One of my father’s favourite sayings was a quote by Mahatma Gandhi, “God has no religion”. Upon first hearing it, most people think it sounds oblique and naturally wonder what it means. Very rarely, however, do they ask for an explanation. The beauty of this quote lies in its ode to Gandhi and must be pondered upon in depth in order to truly understand its message.
What I want to share here today is how my father lived and breathed this belief throughout his life. The first thing he taught me about religion was to question everything. He would often say, “If you don’t understand something, why do it?”
The point of questioning everything was not to for me to drop the subject; but rather, to question it. My father was not asking me to stop practising what I had been taught since I was a child – regular prayers, meditation, and various rituals accompanying spiritual practices. What he wanted was for me to question the purpose of those practices.
Therefore, he encouraged me to not only read widely, but deeply as well. In doing so, he pointed out that almost all religions share similar principles: the concepts of truth, love, purity, service, non-violence and so on, are generally the same. Our house was much like a parliament of religions. We would have debates on different scriptures, from the Bible to the Quran, the Lotus Sutra, the Talmud, and the Guru Granth Sahib, to name a few.
My father saw that religion was sometimes used as an excuse to divide, instead of a reason to unite. Whenever I described someone sage-like as being religious, he would prefer to say that they were spiritual instead. The only true religion to him was the path within; for there, within us all, resides God.
After many dialogues held over dinner regarding the cardinal questions of why, what and how, a realisation finally dawned on me one day, as a teenager on my way to adulthood – we are all heading in the same direction.

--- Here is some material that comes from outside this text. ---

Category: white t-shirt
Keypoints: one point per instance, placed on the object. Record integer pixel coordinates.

Or as my father put it, towards the same peak, but climbing from different directions. For example, a climber from the south, and another from the north, may initially appear to be progressing in opposite directions; yet they are really heading towards the same goal.

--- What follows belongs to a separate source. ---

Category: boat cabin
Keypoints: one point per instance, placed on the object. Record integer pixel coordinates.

What is incredible is this: at the bottom of the mountain, the distance between the two climbers is the greatest; but as they move up, the distance lessens and the mountain itself narrows till it completely disappears at the top. Hence, my father would say, higher up the spiritual path, you will find virtually no difference in the goal, because you can clearly see across to each other. But for those stuck at the bottom, an entire mountain stands between.
Here, the mountain represents the rituals of various religions. One has to see past the mountain – or the rituals – to understand the true purpose. This applies to any situation, not just religion.
Do you try to question everything? Have you understood the true purpose of your actions?